Moreover, even using only those figures set forth on the financial affidavits of the parties, a conclusion that an abuse of discretion has occurred here is not warranted.
Wife’s financial affidavit shows that the 1996 net income figure of $1521 already included a deduction for the 401 (k) plan; hence, her net income, assuming that deduction was not taken, would be approximately $270 more after accounting for taxes at a 28% rate. Further, the magistrate ordered maintenance to continue at $250 per month and the net of that figure after taxes would be approximately $180. Thus, wife’s net income, after the reduction in maintenance ordered here, would be $1971.
Moreover, the $1971 figure does not account for any interest on the retirement savings accumulated by wife. It was undisputed that, in 1992, wife had taken $110,000 in savings and placed those funds into an annuity for retirement purposes. Its value as of the 1996 hearing was $125,000. Husband asserted that some amount of interest should be imputed to wife on such funds, and he suggested that a reasonable return would yield approximately $600 per month as imputed income.
In addition, it was undisputed that wife was working 32 hours per week at her job; she owned an unencumbered house that was worth, by her own estimation, $97,000; she had retirement funds and an annuity that were worth $143,000; and she had other assets worth approximately $20,000. Further, comparison of wife’s stated assets on the financial affidavits for 1992 and 1996 reveals an increase of $60,000 during that time.
Under these circumstances, I cannot conclude, as the majority does, that wife has conclusively proven a “need” to keep the maintenance figure at $800 per month. The reduced rate of maintenance appears to be within discretionary standards.
I recognize that mere increases or decreases in earnings do not require the conclusion that the amount of maintenance has become unconscionable, nor do they necessarily reduce or increase dollar-for-dollar the amount of maintenance properly awarded pursuant to § 14-10-114. In re Marriage of Bowles, 916 P.2d 615 (Colo.App.1995).
However, in my view, the magistrate considered more than just wife’s financial circumstances.

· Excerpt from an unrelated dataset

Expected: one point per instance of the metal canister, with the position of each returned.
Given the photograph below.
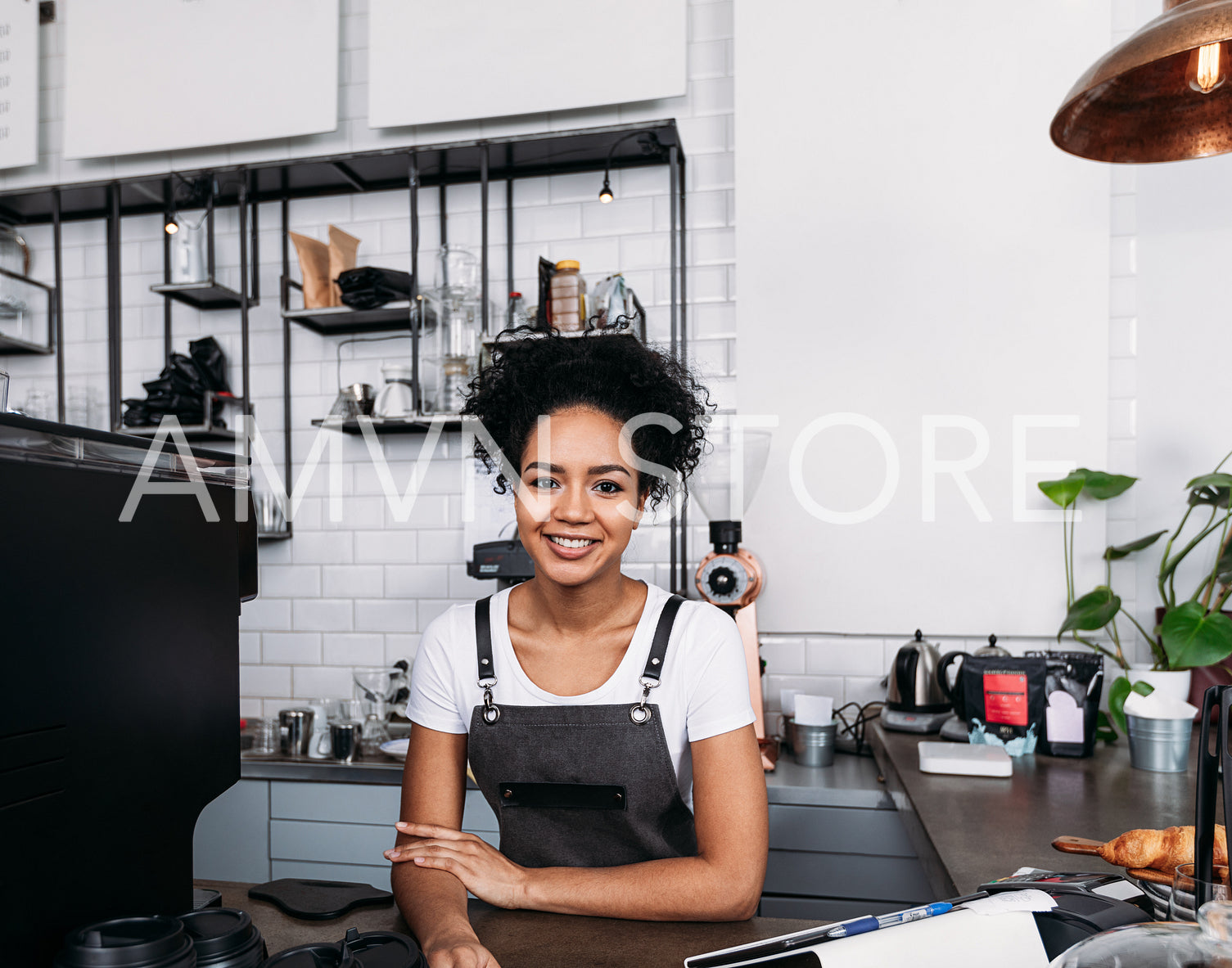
(345, 741)
(295, 731)
(815, 745)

The magistrate expressly considered many of the statutory factors set forth in § 14-10-114, including the parties’ incomes, health conditions, financial needs, disparity in incomes, wife’s assets and debts, husband’s training and ability to pay maintenance, and the length of the marriage. Thus, even if I assume that wife’s reasonable needs are as set forth in her financial affidavit, the evidence presented at the hearing supports the conclusion that wife’s need for maintenance decreased because of substantial and *132continuing changes in the parties’ circumstances, including, but not limited to, wife’s substantial increase in income. See In re Marriage of Udis, supra (appellate court may presume that trial court considered evidence presented, and even if order does not expressly reflect consideration of all relevant circumstances, order may be affirmed if evidence supports ultimate conclusion).

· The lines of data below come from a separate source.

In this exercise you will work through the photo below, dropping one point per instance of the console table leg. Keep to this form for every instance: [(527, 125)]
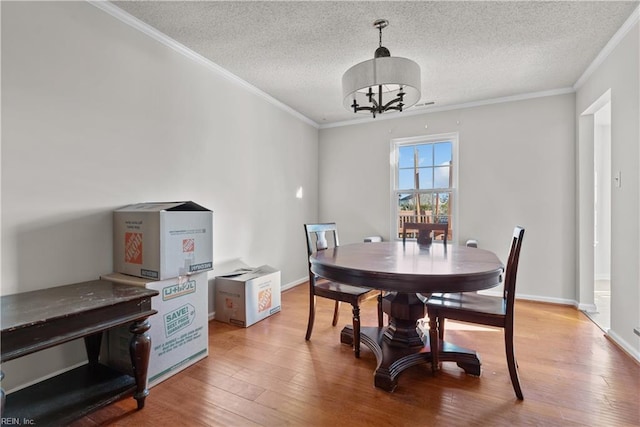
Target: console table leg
[(140, 348), (92, 345)]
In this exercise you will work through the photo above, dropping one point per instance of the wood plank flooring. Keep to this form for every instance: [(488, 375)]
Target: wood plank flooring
[(268, 375)]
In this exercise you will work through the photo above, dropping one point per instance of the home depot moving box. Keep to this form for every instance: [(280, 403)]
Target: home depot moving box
[(247, 295), (179, 331), (162, 240)]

Furthermore, the trial court correctly modified the magistrate’s findings to reflect that husband’s income had changed, see C.R.M. 6(e)(4), but it nevertheless concluded that the result reached by the magistrate was supported by the evidence.
The standard of review requires a finding of abuse of discretion in order to set aside the court’s findings and conclusions; I can find no abuse here.
Accordingly, I respectfully dissent from the majority’s decision to vacate the order modifying maintenance.